Tuesday, June 26, 2012

Texas Schools send miscreants to juvenile court..for a criminal record!

Don't send your kid to school in Texas!
Don't even consider enrolling your child in any Texas school unless and until you verify that the school system is not using the court system to effect school discipline.
In a story on PBS Newshour tonight, evidence of criminal records being imposed on adolescents for causing a disturbance in class, or for missing school, or for what we used to call "saucing" a teacher was exposed.
One story documented a straight A student who, because she also holds down two part-time jobs, in order to provide extra income so  her siblings can attend college, missed a second day of school, after a warning from the court system, and then was ordered to spend overnight in a county jail cell, for her truancy.
Another story illustrated the sentence of $350 fine plus 20 hours of community service for a fourteen-year-old male, because, after he was punched by another student, punched him back. He also now has a criminal record which will follow him at least until he applies to enter college, when it will likely restrict, if not preclude his admission.
Of course, there is no evidence either that such punishments lead to improved behaviour or that such punishments help to keep kids in school. In fact, the reverse is true: such punishments drive kids towards the decision to drop out.

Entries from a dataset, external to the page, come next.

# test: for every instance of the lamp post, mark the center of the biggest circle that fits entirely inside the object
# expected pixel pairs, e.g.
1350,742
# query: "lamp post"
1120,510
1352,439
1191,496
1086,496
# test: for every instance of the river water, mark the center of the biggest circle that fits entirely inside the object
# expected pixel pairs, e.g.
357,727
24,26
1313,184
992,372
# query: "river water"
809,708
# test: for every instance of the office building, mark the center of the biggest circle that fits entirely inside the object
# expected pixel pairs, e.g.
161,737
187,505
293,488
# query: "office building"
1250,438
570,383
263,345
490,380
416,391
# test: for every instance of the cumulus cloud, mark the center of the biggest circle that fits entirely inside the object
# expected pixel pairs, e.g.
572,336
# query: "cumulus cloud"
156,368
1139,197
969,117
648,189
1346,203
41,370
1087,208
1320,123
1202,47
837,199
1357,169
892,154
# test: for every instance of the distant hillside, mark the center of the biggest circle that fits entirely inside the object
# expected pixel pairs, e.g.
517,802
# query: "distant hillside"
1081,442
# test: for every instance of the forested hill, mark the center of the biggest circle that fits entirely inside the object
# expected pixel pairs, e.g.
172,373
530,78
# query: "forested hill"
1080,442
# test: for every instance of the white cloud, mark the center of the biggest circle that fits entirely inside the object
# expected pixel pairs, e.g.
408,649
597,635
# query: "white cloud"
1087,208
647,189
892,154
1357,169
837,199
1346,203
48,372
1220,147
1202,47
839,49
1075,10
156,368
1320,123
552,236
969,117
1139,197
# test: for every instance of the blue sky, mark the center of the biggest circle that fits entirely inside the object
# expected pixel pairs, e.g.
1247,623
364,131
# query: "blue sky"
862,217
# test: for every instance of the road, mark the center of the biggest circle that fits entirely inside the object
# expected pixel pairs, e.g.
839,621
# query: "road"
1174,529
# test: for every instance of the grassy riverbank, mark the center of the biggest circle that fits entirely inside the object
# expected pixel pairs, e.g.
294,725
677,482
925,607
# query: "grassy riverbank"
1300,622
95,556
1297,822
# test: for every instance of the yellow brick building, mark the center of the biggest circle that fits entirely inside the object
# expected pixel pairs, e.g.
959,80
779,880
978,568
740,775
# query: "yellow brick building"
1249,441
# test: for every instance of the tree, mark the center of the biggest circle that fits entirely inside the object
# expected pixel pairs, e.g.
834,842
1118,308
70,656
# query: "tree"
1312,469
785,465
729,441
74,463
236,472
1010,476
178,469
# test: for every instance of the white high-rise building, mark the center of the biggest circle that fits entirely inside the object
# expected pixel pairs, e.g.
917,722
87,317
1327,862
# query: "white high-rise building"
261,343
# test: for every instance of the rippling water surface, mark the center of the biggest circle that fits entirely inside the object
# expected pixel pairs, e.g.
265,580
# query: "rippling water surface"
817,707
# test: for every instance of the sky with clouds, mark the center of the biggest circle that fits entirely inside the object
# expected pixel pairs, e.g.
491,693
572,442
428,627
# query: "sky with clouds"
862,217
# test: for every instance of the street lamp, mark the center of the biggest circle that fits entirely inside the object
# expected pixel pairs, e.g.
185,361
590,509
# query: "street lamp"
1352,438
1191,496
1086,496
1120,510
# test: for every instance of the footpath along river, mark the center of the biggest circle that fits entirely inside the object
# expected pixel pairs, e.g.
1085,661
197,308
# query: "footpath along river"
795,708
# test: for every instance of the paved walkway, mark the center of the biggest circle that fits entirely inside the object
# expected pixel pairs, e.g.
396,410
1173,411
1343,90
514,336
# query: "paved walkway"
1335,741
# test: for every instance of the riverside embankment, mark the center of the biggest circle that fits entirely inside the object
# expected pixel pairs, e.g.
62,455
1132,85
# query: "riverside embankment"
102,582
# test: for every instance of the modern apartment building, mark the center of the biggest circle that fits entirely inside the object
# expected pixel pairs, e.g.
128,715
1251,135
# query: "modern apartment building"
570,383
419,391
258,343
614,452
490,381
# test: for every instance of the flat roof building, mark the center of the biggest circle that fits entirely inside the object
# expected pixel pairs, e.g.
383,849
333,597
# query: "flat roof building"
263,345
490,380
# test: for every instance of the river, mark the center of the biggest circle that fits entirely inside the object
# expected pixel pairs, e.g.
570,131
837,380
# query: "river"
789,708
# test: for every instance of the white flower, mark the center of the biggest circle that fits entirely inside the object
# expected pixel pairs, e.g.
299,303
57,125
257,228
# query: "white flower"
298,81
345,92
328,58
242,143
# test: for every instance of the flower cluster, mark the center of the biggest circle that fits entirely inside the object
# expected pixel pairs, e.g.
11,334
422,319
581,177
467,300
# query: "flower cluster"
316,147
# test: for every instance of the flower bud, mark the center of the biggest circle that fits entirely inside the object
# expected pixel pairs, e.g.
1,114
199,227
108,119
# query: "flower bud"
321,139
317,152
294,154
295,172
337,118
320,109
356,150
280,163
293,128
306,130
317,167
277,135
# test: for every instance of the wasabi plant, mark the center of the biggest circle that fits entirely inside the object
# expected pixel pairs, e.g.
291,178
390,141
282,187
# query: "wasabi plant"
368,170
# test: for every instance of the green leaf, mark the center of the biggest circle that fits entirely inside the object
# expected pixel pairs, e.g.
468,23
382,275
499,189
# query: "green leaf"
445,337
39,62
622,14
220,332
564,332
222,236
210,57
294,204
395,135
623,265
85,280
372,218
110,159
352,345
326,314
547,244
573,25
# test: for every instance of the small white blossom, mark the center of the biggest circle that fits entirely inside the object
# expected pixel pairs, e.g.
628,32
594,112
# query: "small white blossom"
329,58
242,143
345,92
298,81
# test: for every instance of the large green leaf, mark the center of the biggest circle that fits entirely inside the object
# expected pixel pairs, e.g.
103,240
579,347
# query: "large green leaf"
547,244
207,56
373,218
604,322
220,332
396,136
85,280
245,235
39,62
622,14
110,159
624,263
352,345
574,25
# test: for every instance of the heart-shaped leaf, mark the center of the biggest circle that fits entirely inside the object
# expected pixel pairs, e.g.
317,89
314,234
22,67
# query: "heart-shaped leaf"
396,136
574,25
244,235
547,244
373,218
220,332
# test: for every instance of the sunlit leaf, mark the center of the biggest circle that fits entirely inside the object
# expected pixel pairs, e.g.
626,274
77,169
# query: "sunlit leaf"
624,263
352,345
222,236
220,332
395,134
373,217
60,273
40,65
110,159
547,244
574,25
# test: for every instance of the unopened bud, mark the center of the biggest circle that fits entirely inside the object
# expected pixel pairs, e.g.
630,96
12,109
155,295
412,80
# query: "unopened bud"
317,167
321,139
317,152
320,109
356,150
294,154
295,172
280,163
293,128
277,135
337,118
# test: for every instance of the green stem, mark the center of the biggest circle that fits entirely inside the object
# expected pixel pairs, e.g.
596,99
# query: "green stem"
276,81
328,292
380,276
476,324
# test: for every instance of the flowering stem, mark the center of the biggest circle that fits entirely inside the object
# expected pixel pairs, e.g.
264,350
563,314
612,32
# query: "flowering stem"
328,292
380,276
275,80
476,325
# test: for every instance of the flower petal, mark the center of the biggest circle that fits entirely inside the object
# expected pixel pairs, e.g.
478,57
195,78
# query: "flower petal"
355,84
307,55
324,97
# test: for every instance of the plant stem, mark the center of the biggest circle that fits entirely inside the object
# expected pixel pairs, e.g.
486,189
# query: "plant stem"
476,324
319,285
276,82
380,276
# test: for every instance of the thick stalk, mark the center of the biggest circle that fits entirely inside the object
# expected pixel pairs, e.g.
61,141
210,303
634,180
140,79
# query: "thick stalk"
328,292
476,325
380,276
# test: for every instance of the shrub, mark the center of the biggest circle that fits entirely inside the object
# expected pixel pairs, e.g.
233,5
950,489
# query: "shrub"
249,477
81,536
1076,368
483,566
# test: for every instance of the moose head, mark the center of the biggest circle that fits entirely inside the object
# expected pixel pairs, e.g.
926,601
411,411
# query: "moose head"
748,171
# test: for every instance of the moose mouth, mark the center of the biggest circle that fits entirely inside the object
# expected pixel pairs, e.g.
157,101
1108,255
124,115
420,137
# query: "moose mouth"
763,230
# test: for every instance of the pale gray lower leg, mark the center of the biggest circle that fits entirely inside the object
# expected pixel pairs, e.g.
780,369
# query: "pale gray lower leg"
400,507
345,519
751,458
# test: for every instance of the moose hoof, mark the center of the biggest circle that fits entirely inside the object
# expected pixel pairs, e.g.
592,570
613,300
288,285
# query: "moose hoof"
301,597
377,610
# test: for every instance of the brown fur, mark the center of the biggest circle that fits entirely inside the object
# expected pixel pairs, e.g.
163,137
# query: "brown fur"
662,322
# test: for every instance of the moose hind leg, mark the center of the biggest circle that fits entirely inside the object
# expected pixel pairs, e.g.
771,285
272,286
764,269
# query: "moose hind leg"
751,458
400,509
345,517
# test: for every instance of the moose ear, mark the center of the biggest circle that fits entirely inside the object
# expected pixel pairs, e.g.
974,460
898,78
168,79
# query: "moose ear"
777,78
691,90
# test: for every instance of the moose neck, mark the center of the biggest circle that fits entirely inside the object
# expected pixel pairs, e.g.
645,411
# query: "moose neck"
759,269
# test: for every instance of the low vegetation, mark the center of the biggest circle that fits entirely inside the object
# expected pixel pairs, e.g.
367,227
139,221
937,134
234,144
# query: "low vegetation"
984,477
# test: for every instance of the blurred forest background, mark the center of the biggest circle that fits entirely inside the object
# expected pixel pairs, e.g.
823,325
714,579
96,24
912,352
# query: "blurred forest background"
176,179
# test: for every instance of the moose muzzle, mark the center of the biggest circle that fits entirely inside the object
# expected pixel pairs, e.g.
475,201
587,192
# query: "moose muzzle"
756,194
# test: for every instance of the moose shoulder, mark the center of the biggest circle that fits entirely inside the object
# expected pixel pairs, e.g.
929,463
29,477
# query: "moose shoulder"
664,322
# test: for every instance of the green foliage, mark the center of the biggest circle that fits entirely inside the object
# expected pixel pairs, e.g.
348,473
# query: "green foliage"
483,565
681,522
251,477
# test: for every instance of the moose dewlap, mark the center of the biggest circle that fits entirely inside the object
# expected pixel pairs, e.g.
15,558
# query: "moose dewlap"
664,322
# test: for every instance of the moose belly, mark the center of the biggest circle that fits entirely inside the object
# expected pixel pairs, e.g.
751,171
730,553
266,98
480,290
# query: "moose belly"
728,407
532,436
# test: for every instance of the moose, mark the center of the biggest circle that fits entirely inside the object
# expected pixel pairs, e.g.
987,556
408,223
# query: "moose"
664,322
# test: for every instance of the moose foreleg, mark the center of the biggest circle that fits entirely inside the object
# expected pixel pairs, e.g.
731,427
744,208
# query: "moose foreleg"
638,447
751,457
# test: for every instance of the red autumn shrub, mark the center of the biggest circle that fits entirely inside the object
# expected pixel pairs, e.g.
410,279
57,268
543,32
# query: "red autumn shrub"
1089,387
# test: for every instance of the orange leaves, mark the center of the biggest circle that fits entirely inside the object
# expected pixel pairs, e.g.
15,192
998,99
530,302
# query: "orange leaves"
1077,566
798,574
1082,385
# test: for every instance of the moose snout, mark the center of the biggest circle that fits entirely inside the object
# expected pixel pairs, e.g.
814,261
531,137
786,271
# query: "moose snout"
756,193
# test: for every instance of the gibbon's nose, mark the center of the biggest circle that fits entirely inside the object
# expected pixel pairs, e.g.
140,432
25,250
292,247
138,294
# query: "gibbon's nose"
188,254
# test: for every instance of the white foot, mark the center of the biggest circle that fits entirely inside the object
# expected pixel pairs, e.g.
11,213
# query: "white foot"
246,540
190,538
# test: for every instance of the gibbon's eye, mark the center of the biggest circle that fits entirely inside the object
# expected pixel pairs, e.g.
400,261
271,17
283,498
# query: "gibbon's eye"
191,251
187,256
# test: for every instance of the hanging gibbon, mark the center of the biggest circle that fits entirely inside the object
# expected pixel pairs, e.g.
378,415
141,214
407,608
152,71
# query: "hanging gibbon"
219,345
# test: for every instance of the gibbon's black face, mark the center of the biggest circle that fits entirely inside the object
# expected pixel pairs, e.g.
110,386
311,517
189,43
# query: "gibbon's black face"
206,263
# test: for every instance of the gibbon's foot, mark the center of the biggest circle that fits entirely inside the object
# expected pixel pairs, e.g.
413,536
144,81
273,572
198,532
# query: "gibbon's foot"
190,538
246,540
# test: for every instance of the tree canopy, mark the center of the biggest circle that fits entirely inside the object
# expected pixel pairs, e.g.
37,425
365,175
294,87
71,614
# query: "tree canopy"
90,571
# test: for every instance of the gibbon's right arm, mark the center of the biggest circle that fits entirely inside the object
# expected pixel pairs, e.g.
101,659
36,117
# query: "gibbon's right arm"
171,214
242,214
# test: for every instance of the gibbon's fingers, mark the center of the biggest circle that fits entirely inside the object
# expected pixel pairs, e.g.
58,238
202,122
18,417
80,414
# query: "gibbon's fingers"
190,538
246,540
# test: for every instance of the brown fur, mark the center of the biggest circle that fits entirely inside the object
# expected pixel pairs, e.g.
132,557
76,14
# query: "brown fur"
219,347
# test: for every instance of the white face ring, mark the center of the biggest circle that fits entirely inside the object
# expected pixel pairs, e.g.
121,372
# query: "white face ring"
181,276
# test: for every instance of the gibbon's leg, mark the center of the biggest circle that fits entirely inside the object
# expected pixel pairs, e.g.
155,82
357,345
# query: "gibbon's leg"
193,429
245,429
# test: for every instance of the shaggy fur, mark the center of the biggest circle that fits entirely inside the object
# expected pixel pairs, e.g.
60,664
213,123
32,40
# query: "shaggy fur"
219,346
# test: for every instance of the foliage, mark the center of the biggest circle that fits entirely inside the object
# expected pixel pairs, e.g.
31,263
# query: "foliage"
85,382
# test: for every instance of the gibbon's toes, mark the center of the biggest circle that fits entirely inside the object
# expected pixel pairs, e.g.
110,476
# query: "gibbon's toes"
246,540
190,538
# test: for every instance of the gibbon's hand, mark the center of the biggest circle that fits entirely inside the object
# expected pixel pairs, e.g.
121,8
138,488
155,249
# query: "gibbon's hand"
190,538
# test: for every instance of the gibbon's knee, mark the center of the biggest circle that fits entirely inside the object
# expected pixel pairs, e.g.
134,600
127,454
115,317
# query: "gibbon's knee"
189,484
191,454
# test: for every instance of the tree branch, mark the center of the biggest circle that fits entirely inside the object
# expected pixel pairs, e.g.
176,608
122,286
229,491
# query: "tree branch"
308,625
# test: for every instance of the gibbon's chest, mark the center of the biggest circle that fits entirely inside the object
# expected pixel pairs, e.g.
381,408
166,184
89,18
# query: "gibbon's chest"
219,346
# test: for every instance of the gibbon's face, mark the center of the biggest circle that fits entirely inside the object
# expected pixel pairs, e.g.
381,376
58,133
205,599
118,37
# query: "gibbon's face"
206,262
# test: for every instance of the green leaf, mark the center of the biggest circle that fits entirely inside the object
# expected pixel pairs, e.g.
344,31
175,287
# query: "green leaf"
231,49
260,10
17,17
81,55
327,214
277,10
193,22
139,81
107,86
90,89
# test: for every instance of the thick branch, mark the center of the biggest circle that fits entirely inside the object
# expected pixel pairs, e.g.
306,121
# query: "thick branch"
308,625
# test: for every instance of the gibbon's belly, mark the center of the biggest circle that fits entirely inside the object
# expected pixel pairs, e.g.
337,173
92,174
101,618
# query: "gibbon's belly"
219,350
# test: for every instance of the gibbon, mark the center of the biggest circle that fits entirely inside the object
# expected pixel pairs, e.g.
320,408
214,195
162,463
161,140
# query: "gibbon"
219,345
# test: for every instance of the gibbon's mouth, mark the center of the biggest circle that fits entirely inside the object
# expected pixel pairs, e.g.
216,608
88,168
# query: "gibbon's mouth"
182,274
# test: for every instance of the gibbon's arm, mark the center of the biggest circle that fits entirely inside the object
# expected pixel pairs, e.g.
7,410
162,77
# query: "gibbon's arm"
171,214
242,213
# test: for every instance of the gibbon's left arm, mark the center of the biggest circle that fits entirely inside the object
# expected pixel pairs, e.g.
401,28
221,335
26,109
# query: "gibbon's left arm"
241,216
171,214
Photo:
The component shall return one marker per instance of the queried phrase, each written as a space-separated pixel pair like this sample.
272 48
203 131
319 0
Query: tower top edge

Not only has Texas the highest number of executions from the death penalty of all the U.S. states, we now learn that it has neither imagination nor compassion, nor insight into how to run the school system.
Dubya used to call his "swagger" a "walk" as it was known in Texas, and yet this policy of criminalizing adolescents for minor offences in school is more than a swagger; it is tantamout to torture, in the guise of school discipline.
Rather than disciplining the students, the whole system needs to be disciplined, through the most obvious and effective of measures: throwing the adults who administer the schools through the courts out on their ears, permanently, and bring in some enlightened administrators whose capacity and willingness to confront the students about their responsibilities and obligations, within the schools themselves. There are literally libraries of outstanding literature on the enlightened administration of schools.
Throw out the legislators who permit such a travesty, and are proud of their "absolutist" solutions.
We used to have a professor at the University of Ottawa, Dr. Ramunas, who frequently referred to the Russian method of solving problems, "Eliminate them!" he would shout and then guffaw in derision.
Where is he now, when the State of Texas needs his satiric insight?